CLEANUP_FILES = False ## Remove cleaned sessions from the disk?
CLEANUP_SECONDS = 3600 ## Number of seconds before a session is considered inactive
CHECK_INPUT_FILETYPES = True ## Verify input file types before dispatching
WORKER_THREADS = 1 ## Number of simultaneous inferences that can be run
To change a variable, add it to your config file with the desired value; you don’t need to replicate default values.
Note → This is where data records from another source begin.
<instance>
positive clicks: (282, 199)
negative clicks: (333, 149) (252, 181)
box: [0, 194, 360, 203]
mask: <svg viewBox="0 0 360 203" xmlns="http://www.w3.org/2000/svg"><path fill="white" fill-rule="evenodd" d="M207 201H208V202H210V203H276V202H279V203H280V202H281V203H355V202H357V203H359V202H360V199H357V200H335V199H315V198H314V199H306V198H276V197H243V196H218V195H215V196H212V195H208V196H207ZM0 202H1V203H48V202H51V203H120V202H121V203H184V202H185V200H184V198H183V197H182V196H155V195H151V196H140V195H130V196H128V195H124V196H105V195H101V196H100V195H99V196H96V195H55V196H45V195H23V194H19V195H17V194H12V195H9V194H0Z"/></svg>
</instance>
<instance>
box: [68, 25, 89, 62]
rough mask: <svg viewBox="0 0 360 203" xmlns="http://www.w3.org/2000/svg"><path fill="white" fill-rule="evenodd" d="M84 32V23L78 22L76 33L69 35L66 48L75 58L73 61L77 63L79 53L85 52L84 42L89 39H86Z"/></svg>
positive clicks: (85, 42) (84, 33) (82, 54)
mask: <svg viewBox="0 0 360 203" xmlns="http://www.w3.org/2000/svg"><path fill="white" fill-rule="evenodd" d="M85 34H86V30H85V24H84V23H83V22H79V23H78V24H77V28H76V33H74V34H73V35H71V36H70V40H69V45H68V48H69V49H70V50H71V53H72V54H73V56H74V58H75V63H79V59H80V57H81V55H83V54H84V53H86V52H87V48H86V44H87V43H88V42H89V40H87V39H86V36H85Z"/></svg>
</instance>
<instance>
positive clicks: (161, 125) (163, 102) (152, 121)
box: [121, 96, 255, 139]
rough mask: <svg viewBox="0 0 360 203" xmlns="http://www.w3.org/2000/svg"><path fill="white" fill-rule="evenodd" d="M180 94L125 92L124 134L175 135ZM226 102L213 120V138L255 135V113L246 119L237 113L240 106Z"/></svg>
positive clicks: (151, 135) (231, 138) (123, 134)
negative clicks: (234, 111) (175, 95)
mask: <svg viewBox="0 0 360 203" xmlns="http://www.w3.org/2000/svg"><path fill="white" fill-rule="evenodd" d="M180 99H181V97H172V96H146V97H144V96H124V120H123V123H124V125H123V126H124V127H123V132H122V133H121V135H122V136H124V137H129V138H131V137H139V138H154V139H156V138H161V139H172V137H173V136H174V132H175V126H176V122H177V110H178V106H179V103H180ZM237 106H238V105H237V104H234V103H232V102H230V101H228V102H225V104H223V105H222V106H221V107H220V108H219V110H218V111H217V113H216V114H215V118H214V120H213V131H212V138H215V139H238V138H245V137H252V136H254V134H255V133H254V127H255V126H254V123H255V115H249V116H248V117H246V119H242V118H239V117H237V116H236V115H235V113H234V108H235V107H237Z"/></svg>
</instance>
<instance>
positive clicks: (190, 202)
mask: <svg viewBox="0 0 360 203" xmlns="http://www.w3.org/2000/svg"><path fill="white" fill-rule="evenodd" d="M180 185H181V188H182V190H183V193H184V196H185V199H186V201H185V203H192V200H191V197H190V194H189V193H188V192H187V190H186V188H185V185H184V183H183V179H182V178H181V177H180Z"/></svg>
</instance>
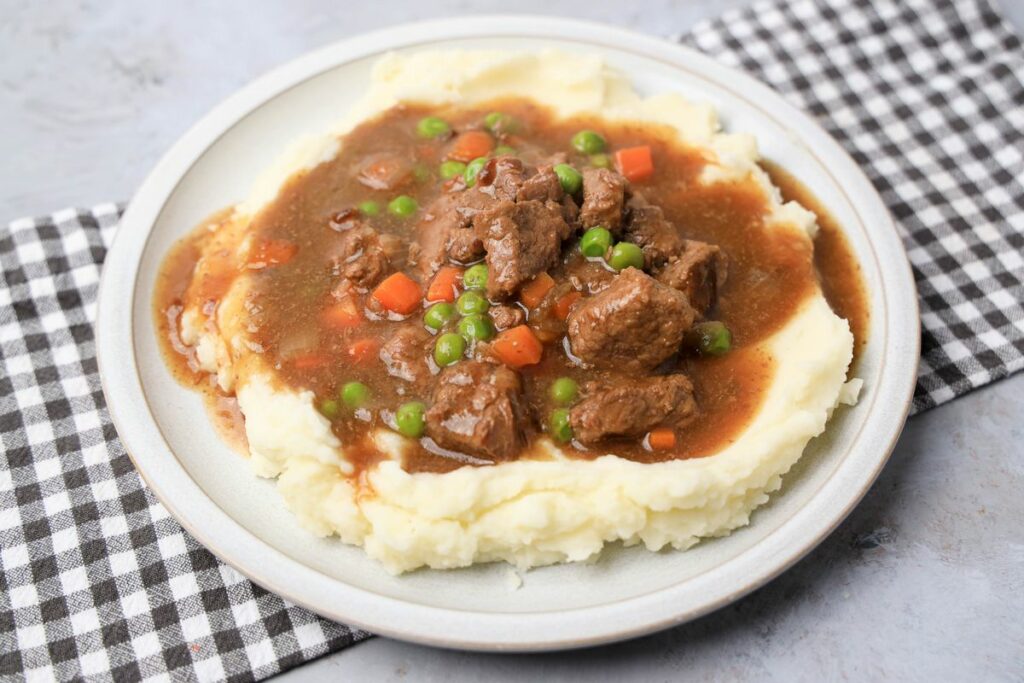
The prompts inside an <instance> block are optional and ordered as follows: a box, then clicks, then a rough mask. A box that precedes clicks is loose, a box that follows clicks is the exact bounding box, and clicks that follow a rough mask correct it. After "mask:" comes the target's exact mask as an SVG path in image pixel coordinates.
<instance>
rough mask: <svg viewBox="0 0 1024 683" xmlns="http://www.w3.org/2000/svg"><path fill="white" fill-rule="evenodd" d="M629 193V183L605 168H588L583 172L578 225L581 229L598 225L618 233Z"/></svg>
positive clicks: (618, 174) (625, 179)
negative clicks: (582, 199) (582, 184)
mask: <svg viewBox="0 0 1024 683" xmlns="http://www.w3.org/2000/svg"><path fill="white" fill-rule="evenodd" d="M628 191H629V181H628V180H627V179H626V178H625V177H623V176H622V175H620V174H618V173H615V172H614V171H609V170H608V169H606V168H588V169H586V170H585V171H584V172H583V206H582V207H581V208H580V223H581V224H582V225H583V227H594V226H596V225H600V226H602V227H606V228H608V229H609V230H611V231H612V232H613V233H617V232H618V228H620V226H621V225H622V223H623V207H624V205H625V203H626V195H627V193H628Z"/></svg>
Next, we have to configure uWSGI. First, create a configuration INI file called inferserver.ini in uWSGI’s configuration directory; this is usually /etc/uwsgi but may be /etc/local/uwsgi. It should contain the following (omit the lines starting with ##):
[uwsgi]
## The plugin line must be first
plugin = python
## This is the directory you installed InferServer into
chdir = /srv/inferserver
## You may have to change this if you didn't use PipEnv
virtualenv = /srv/inferserver/.venv
mount = /=ablinfer:inferserver:app
## This is the socket which NGINX will use to communicate with the server
socket = /run/uwsgi/inferserver.sock
## This UID and GID usually suffices (it's simplest to use your webserver's UID/GID)
uid = http
gid = http
## Required for InferServer
enable-threads = true
## This must point to the location of your InferServer config file
env = INFERSERVER_SETTINGS=/srv/inferserver/config.py
Note that you will have to ensure that the user uWSGI runs as (uid) has access to Docker; this usually means that they have to be in the docker group. This can be done by running usermod -a -G docker <youruser>. This user must also have read access to the InferServer install (e.g. /srv/inferserver) and the model directory and write access to the session directory.
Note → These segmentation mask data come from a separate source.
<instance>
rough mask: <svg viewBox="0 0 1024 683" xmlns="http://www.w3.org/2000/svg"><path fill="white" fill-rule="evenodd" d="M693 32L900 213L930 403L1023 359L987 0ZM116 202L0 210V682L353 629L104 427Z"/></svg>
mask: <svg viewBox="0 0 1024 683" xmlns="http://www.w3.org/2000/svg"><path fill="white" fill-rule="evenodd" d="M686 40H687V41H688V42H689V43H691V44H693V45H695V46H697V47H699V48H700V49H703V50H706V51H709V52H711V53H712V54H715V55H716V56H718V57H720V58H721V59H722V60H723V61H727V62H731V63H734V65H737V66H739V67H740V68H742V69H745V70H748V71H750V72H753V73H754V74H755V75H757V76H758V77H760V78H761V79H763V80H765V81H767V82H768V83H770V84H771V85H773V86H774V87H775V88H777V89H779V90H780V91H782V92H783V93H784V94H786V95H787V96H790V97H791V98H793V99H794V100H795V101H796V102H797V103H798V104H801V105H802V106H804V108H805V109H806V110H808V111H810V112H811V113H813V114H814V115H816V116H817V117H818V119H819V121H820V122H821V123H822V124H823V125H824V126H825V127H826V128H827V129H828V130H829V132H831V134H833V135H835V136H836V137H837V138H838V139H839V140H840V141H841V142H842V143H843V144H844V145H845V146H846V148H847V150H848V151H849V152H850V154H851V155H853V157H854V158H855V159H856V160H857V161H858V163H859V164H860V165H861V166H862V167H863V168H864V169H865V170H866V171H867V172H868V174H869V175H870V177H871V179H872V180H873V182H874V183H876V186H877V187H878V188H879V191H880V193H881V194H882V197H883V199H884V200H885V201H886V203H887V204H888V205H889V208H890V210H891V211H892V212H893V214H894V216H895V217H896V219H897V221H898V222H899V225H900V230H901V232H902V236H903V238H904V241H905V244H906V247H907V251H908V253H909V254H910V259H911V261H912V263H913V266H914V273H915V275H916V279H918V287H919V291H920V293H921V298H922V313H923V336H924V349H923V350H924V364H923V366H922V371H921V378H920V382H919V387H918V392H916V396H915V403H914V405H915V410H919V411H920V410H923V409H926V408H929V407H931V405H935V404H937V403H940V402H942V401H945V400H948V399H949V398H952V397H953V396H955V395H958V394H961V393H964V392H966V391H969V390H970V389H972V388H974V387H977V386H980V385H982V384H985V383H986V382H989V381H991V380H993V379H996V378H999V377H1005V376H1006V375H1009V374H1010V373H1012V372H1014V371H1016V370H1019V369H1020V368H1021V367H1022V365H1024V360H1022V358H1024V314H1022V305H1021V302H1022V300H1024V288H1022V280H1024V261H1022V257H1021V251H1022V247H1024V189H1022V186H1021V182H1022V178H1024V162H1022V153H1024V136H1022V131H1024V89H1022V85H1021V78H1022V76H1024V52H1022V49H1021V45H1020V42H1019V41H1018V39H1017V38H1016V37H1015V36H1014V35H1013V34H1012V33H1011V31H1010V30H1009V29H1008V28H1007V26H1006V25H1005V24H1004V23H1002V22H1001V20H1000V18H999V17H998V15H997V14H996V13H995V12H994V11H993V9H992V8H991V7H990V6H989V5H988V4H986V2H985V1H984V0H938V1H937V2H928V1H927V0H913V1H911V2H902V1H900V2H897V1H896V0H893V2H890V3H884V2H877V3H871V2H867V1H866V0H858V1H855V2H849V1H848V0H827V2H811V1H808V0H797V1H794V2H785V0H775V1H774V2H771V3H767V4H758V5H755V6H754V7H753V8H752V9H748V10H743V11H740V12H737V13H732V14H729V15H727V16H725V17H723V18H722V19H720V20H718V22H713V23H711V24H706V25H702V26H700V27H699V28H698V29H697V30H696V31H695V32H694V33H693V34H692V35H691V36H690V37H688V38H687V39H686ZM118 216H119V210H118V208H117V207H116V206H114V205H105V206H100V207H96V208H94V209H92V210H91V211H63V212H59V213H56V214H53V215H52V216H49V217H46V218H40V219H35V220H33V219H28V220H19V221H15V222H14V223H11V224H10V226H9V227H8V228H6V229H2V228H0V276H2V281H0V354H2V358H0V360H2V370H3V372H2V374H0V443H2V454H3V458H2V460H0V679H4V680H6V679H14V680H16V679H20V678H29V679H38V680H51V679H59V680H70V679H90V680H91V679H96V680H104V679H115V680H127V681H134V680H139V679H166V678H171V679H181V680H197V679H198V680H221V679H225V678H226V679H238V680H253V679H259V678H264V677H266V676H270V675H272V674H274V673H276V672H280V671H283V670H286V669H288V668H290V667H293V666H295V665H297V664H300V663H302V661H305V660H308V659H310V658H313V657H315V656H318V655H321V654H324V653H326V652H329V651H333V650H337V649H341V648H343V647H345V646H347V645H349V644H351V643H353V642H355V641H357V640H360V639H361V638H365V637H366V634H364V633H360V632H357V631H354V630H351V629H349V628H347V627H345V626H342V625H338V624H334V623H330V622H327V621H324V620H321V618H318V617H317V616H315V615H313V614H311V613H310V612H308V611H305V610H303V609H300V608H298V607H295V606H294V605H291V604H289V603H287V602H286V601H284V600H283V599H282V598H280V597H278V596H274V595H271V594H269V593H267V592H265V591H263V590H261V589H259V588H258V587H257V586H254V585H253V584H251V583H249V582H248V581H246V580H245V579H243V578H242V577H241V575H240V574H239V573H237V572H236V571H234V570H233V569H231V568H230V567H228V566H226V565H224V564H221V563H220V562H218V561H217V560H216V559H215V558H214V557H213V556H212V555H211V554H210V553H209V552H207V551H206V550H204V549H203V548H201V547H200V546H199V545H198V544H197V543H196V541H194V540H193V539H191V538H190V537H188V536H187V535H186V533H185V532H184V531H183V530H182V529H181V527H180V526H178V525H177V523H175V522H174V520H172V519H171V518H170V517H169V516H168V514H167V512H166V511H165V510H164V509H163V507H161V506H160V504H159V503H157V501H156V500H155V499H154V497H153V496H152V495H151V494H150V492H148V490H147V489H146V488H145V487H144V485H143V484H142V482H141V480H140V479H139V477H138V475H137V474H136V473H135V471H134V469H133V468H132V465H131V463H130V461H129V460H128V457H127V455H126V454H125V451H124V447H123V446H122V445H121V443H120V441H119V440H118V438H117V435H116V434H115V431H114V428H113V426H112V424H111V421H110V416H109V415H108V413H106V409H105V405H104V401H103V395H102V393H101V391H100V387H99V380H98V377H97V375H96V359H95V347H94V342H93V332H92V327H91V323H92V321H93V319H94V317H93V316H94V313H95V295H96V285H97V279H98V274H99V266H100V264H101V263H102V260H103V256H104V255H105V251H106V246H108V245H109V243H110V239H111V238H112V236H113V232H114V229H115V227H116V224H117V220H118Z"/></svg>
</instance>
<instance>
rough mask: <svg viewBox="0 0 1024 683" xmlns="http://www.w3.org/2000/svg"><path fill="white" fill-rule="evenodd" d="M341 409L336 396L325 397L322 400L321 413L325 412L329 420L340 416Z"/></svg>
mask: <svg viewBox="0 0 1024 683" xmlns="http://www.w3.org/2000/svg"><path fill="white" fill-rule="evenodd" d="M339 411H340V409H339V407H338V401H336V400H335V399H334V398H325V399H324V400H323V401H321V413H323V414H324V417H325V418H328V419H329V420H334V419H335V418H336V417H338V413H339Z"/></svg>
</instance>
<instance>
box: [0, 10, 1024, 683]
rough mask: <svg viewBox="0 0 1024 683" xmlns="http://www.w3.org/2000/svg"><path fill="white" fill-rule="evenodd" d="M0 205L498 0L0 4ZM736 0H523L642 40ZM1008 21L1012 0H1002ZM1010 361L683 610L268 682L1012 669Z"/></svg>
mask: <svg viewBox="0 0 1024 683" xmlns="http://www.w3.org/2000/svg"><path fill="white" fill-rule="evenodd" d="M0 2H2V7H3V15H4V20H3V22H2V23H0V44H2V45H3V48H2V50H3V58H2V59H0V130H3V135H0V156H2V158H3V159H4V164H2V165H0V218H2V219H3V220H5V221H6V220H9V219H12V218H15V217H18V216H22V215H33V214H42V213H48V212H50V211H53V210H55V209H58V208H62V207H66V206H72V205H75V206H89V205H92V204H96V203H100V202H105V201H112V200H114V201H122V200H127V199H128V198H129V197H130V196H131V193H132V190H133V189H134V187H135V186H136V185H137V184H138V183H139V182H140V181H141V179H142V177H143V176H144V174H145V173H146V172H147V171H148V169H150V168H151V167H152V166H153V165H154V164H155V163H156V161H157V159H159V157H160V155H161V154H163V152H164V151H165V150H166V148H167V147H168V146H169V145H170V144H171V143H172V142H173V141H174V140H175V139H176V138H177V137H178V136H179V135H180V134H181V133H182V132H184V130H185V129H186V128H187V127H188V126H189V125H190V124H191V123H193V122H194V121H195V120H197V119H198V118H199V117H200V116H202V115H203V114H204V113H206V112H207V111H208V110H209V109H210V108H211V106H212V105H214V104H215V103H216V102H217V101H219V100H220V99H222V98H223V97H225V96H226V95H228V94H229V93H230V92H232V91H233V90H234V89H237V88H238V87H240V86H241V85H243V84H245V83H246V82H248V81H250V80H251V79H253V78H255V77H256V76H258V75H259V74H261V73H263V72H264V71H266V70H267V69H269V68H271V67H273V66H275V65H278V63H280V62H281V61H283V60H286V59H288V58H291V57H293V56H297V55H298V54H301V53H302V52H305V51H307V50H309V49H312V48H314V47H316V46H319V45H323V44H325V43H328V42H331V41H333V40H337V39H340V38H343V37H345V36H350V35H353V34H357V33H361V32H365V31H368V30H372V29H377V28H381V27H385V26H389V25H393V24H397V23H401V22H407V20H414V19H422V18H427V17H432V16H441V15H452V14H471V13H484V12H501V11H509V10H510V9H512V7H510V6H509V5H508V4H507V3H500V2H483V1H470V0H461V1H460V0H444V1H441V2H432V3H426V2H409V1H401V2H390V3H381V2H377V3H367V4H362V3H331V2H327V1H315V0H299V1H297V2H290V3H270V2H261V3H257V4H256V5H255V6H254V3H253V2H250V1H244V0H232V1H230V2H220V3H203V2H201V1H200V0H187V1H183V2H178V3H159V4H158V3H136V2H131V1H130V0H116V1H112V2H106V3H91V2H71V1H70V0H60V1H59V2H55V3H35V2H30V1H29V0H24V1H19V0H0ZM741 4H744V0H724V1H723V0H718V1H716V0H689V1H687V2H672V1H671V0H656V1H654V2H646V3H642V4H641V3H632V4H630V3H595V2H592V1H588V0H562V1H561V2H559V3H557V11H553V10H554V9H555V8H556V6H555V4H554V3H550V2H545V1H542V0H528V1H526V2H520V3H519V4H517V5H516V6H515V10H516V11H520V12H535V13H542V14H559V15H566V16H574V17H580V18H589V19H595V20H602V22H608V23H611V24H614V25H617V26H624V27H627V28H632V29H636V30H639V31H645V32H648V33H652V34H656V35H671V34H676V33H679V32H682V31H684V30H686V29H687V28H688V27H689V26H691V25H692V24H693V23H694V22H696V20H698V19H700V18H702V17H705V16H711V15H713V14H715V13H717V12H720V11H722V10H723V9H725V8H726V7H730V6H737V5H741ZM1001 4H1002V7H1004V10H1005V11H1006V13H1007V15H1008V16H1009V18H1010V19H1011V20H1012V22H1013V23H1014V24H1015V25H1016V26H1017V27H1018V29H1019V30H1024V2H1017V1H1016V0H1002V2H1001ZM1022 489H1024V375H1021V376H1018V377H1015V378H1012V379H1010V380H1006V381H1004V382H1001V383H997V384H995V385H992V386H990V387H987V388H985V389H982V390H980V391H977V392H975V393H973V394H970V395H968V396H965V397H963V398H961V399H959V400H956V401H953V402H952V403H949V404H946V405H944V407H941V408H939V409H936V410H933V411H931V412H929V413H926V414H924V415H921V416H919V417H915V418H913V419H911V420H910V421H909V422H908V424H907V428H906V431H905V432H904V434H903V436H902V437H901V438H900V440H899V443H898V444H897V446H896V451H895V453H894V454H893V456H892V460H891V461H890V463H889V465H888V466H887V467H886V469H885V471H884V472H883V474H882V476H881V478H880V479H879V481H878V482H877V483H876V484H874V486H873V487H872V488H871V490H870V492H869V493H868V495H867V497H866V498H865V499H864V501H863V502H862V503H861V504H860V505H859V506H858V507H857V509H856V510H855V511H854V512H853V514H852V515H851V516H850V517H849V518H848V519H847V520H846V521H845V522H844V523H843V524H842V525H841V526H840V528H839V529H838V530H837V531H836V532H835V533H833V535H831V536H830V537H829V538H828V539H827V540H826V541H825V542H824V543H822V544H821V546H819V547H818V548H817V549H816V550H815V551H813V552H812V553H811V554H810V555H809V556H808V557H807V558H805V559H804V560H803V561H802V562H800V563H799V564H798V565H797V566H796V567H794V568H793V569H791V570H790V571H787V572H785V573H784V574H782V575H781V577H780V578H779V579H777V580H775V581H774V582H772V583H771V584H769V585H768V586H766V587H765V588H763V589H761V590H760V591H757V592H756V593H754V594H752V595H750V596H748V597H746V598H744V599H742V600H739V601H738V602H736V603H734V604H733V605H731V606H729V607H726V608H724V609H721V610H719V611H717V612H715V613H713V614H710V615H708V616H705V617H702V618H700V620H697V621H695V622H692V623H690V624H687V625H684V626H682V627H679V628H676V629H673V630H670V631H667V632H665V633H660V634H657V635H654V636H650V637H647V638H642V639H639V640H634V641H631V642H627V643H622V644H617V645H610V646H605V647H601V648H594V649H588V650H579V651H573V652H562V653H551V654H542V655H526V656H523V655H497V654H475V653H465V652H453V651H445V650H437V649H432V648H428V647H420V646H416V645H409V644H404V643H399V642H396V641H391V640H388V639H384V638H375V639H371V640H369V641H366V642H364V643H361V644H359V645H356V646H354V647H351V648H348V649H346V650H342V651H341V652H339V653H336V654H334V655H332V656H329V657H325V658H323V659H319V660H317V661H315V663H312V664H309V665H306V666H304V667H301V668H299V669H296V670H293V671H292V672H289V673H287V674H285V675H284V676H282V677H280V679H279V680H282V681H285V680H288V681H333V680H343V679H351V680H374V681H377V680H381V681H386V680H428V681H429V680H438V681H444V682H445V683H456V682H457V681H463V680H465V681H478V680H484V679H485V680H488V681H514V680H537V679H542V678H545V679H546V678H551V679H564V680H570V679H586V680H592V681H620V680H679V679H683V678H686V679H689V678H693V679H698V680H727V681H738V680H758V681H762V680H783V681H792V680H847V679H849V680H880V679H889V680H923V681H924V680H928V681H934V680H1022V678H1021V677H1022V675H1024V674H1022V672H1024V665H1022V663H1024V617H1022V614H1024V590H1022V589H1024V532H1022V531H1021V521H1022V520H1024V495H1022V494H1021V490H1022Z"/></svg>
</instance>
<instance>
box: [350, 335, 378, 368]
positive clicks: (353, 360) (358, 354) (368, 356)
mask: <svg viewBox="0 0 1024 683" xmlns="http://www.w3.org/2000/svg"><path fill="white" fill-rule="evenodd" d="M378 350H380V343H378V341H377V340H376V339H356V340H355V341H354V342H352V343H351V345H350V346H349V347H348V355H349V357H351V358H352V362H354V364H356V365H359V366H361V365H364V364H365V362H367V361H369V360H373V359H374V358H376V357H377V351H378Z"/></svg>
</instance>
Next, start up uWSGI. On (most) SystemD systems, this is done by:
systemctl enable uwsgi@inferserver
systemctl start uwsgi@inferserver
For other systems, consult your distribution’s documentation on uWSGI as it varies signficantly.
Lastly, we need to get NGINX to provide access to uWSGI. This involves two location directives inside your NGINX configuration’s server directive:
location / { # Change `/` if you want to serve it from a different URL
# Necessary for uploading large files
client_max_body_size 0;
try_files $uri @inferserver;
}
location @inferserver {
include uwsgi_params;
# This must be the `socket` from the uWSGI configuration
uwsgi_pass unix:/run/uwsgi/inferserver.sock;
}
Once that’s finished, restart NGINX and browse to the URL where you’re serving InferServer: you should see something like:
{
"data": {
"server": "ablinfer",
"version": "0.0.1"
}
}
Installing Models¶
Installing a model is done in two steps. First, download the model’s JSON specification and put it into InferServer’s model directory (from your configuration). Then, restart InferServer; the Docker image will be pulled automatically on the first model run. For Docker images that aren’t uploaded to DockerHub (or if you want to test it manually first), ensure that the Docker image is installed by checking docker image ls. Remember that the entirety of ABLInfer was installed along with InferServer, meaning that you can activate the server’s virtualenv and use python -m ablinfer.cli to use the ABLInfer CLI to test models.